I used to feel obligated to get outside in the summer. I'm a Deep South girl. I grew up with one window A/C unit. My dad turned it on for Sunday afternoons, strategically placing floor fans around the house to squeeze every dab of cold out of that expensive air as it circled the interior of our big, drafty old house. We didn't have ceiling fans back then. (I have no idea why!) What did we do on hot afternoons in the summer?

We sat and waited for cool evening air.

My mother sweltered in the kitchen, fixing supper. We kids might go play in the garden hose or sprinkler. I usually looked for the darkest, coolest corner of the house and read a book, with difficulty, in the dim light. I still love dark, cool places. There was no point in going outside because there was no breeze in central Mississippi. And sitting in the shade of a tree was just as hot as sitting in the sun. The humidity in the air transferred the heat around everywhere equally. The asphalt roads shone with mirages. The air seemed to quiver with oppression in mid-August. For many years school buildings weren't air conditioned either, and kids got out for heat days!

Still, Southerners all around me gardened through these months of inferno heat, wearing overalls and hats. Ladies pulled on pantyhose and went to church. Our church was air conditioned, but many churches weren't. You sat and dripped and fanned yourself with a bulletin.

I've lived in Iowa and in Massachusetts since then. I noted what Northerners do in their oppressive months, commonly called winter.  They stay inside. If they do go outside, they bundle up against the elements. They double-bundle their babies. They keep engine warmers in their cars.
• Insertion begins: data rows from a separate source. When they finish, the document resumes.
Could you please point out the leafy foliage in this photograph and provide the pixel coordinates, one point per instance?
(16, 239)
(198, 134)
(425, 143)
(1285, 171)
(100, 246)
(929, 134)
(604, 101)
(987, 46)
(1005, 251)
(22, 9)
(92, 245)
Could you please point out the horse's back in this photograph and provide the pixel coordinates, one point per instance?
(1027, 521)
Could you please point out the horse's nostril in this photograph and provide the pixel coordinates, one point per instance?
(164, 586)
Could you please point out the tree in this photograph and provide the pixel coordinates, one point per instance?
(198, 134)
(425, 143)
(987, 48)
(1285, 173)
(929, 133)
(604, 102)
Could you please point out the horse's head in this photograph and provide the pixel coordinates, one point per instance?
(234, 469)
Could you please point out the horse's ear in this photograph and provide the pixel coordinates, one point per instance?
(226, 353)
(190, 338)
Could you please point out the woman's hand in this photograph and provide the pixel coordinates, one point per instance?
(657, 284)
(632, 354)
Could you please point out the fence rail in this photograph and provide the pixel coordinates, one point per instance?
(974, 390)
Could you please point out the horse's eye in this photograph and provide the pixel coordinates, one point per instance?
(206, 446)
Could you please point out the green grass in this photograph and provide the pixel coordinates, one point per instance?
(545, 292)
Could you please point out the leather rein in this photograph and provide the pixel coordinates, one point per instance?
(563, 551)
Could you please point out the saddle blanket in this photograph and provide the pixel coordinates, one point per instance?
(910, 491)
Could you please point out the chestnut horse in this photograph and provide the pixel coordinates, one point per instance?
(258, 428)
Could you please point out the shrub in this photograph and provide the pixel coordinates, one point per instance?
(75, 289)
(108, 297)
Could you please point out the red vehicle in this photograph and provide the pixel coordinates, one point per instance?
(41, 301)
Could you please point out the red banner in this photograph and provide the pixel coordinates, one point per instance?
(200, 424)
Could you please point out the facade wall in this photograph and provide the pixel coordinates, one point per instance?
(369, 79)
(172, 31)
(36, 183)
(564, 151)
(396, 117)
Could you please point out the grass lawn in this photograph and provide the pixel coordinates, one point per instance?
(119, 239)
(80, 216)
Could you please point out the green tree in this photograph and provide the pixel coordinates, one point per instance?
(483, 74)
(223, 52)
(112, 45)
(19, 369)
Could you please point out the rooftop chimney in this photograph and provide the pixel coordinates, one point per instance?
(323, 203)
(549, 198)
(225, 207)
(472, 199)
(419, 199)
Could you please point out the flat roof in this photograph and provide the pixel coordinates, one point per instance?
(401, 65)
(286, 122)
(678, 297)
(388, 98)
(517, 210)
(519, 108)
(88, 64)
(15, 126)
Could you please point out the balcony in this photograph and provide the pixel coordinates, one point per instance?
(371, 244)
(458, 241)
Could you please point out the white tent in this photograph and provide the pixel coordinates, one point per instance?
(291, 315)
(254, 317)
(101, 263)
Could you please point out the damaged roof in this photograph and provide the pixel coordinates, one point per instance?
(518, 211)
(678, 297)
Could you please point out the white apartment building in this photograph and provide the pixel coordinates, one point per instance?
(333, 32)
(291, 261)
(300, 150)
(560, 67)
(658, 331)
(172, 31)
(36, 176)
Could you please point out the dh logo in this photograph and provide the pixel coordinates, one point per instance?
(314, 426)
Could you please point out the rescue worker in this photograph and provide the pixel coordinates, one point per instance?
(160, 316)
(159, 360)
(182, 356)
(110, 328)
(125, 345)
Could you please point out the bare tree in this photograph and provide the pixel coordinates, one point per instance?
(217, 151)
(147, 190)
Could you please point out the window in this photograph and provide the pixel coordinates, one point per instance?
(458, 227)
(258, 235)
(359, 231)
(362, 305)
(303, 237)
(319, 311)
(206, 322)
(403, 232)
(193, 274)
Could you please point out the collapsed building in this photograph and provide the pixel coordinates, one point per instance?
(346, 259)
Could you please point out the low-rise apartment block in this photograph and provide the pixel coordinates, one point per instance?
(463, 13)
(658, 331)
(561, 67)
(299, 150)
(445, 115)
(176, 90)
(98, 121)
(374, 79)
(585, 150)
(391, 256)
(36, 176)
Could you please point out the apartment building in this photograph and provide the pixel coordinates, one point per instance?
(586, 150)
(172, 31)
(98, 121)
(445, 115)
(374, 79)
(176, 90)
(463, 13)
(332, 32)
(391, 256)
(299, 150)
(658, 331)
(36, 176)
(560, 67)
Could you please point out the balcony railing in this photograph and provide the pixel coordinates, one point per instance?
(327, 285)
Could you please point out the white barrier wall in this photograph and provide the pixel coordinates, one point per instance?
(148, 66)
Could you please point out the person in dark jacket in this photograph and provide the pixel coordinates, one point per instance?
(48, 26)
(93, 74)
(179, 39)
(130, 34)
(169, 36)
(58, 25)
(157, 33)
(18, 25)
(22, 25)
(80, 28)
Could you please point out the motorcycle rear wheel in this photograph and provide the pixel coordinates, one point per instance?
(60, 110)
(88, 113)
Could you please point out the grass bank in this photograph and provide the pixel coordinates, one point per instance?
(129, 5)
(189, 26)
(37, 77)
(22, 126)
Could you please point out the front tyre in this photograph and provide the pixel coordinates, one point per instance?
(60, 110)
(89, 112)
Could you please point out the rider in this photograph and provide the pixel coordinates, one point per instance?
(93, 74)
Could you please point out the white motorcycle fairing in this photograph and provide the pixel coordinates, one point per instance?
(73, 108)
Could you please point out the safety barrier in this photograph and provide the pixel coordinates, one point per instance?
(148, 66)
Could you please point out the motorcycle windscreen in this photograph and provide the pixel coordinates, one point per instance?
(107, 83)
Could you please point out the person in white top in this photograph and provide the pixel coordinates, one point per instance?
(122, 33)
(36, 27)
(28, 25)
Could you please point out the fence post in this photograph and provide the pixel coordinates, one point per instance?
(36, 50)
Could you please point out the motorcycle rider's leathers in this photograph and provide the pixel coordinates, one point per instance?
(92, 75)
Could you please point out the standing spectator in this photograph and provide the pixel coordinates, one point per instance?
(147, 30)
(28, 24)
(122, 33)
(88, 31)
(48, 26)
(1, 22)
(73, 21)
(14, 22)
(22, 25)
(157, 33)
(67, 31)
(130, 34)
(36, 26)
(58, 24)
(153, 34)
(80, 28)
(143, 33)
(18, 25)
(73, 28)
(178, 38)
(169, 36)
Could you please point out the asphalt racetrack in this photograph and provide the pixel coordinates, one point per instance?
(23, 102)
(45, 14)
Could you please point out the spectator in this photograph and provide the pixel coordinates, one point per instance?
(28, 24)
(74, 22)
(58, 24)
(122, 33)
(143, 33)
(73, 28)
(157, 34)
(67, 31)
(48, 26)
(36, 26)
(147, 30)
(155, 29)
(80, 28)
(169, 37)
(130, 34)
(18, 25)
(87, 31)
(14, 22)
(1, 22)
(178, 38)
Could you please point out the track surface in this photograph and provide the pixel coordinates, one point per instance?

They preheat the cars. (And yes, in the South, we do pre-cool our cars, but we're not very good at it.)  In the North, if you spend time outside in January, you're either 1) shoveling snow, 2) chipping your windshield, or 3) participating in snow sports.

Why don't Southerners follow this wise example? Why do we insist on torturing ourselves with this obligation to "enjoy summer"?  What's to enjoy? If you're outside in the South in August, you should be participating in a water sport. Otherwise, you should stay inside. Doesn't this make sense?

Today is sweltering in Oriental, and we generally have a little breeze. (I have not set a toe outside the house all day.) In central Mississippi I know it's 95ยบ plus, and stifling. It's the month when Mother Nature is hollering at us: "Stay inside! Hibernate! Enjoy your A/C! Save all that yard work for December!"

Seriously -- when we finally moved South again to Prattville, Alabama (just inside the sub-tropics, and I'm serious), we found that the best time to do serious, rip-out-the-vines yard work was December and January. You can wear long sleeves and jeans. You can actually penetrate the jungle in your front yard. The poison ivy is restrained. And you don't Sweat To Death. Yard work was a pleasure then!

This is only my opinion, but I've arrived at it after years of rumination and testing the climates. January in the North = August in the South. Stay inside. Crochet. Bake. Plan for Thanksgiving. Call your cousin. But don't go outside.


  1. Funny! It makes sense! I do not like being hot at all. I am a polar bear and when the air conditioning in my classroom isn't working right, I complain.
    I guess you can get used to the stifling heat, but I've never tried!
    You'll get lots of crocheting done!

  2. You are funny. I have to acclimate myself. I sit outside every day no matter how hot it is. Now, I do have a covered porch that happens to have an outdoor fan on it, but I just NEED to be outside. The sun shines on my legs, and my eyes soak up all the green scenery while I sip iced tea. I'm a summer girl though. But I do love my a/c, too, especially for sleeping. Stay cool!